We started the month of August with a research goal of discovering more about the family constellation of Margaret Flannery Tully, my father-in-law's great-grandmother from County Tipperary, Ireland. While my hope was to complete the family portrait with the names of her siblings as well as those of her husband, Denis Tully, from their children's baptismal records, we are far from the Flannery finish line.
There are, however, a few observations we can make as we wrap up the month's work. This, of course, requires us to revisit the one couple, John Tully and Kitty Flannery, who at the start seemed most promising as siblings to both members of the great-grandparent couple.
If we rely on the Irish naming tradition—still prevalent in the western portions of Ireland before the famine years—a proud papa would name his firstborn son in honor of his own father, the child's paternal grandparent. Of course, baptismal records from the time period we are researching can be spotty—and, even if still available, sometimes difficult to read owing to poor scans, torn records, or abysmal handwriting from the source.
Thus, if we assume that the first son recorded—that we can find—for John Tully was a boy baptised as "Patt" Tully, then we can guess that John's father was named Patrick Tully. Comparing that first-born son to that of our Denis Tully and Margaret Flannery—the boy was named Michael—requires us to assume that Denis and John could not be Tully brothers. Tully cousins, perhaps, but not brothers—unless some baptismal records were missing.

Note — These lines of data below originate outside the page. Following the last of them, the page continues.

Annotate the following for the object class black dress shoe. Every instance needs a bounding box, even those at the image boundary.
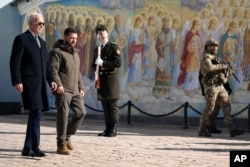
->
[98,130,109,136]
[30,151,46,157]
[22,150,30,156]
[207,126,221,133]
[108,128,117,137]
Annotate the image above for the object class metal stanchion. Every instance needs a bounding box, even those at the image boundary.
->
[183,102,189,129]
[127,100,132,125]
[246,104,250,132]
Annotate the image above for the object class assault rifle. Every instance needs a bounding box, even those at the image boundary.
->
[212,55,240,83]
[226,63,240,83]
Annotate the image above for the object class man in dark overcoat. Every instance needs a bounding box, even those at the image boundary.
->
[93,25,121,137]
[10,13,57,157]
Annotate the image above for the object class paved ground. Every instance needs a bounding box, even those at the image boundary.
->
[0,114,250,167]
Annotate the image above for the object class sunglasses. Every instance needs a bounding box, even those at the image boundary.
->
[36,22,45,26]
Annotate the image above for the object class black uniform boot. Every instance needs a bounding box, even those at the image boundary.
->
[198,124,212,137]
[207,125,221,133]
[98,122,111,136]
[230,129,245,137]
[108,123,117,137]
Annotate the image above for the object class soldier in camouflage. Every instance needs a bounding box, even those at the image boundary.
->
[198,40,244,137]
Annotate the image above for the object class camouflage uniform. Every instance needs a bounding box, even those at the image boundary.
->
[199,41,244,137]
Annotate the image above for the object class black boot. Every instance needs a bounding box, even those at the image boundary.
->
[230,129,245,137]
[108,123,117,137]
[98,123,110,136]
[207,125,221,133]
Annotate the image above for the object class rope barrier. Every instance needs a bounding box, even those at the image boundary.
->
[0,101,250,131]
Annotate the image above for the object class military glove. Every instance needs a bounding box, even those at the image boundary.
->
[95,56,103,66]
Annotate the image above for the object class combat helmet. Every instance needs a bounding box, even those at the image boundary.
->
[205,39,219,47]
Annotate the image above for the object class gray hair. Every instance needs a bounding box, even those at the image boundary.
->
[28,13,42,24]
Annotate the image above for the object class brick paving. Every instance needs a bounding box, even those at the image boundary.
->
[0,114,250,167]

Thus, the connection shown, in the case of Denis or John standing in as sponsor for the other's children, would be that of in-law. That's the best we can tell at this point, given the material available to consult. In the case of Margaret Flannery Tully's son William, for whom John Tully served as sponsor, he was standing in as brother-in-law. In the case of Margaret's daughter Johanna, however, godmother Kitty Flannery was more likely to be Margaret's sister.

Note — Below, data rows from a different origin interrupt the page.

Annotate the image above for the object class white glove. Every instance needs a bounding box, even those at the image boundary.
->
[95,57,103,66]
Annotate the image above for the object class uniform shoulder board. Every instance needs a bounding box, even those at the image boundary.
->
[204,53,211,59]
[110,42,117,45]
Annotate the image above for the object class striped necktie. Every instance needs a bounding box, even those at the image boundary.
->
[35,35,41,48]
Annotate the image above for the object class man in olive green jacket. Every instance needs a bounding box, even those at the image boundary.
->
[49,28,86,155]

What is interesting about tracing Kitty Flannery and her husband John Tully forward in time is to notice that, for their daughter Judy, baptised in 1844, one of the sponsors named was Darby Tully. Darby is a name which I've seen pop up in Irish records in Ballina before, so this time I pursued it further.
While Darby may seem an unusual name in current times—thus, giving us hope that it would be an easier name to research without the looming demon of name twins—it was apparently more popular back in the time of our Tully and Flannery ancestors in County Tipperary. Looking at the baptismal records in Ballina, I could find two different men named Darby Tully—one with a wife named Mary "Hagan" (or possibly Hogan), the other with a wife named Biddy Ryan.

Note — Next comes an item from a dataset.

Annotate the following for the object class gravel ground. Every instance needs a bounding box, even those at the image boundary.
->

Moving forward in time, I wondered whether I could find any Tully family with either couple's given names, immigrating with their extended family members to Canada. It was worth a look, as so many others from Ballina had evidently made the same immigration choice, along with Denis and Margaret Flannery Tully.
As it turned out, there was one household headed by a man named Darby Tully, settled by the time of the 1851 Canadian census in a township called Blenheim, then in Oxford County, Ontario. This, I discovered by examining border histories of the evolving colonial governance, was not the same location as the community of Blenheim in the current-day municipality of Chatham-Kent, but the township now known as Blandford-Blenheim. In today's terms, a mere twenty minute drive from the village of Paris in which our Denis and Margaret Flannery Tully settled, there was real possibility that this Darby Tully could have been our man.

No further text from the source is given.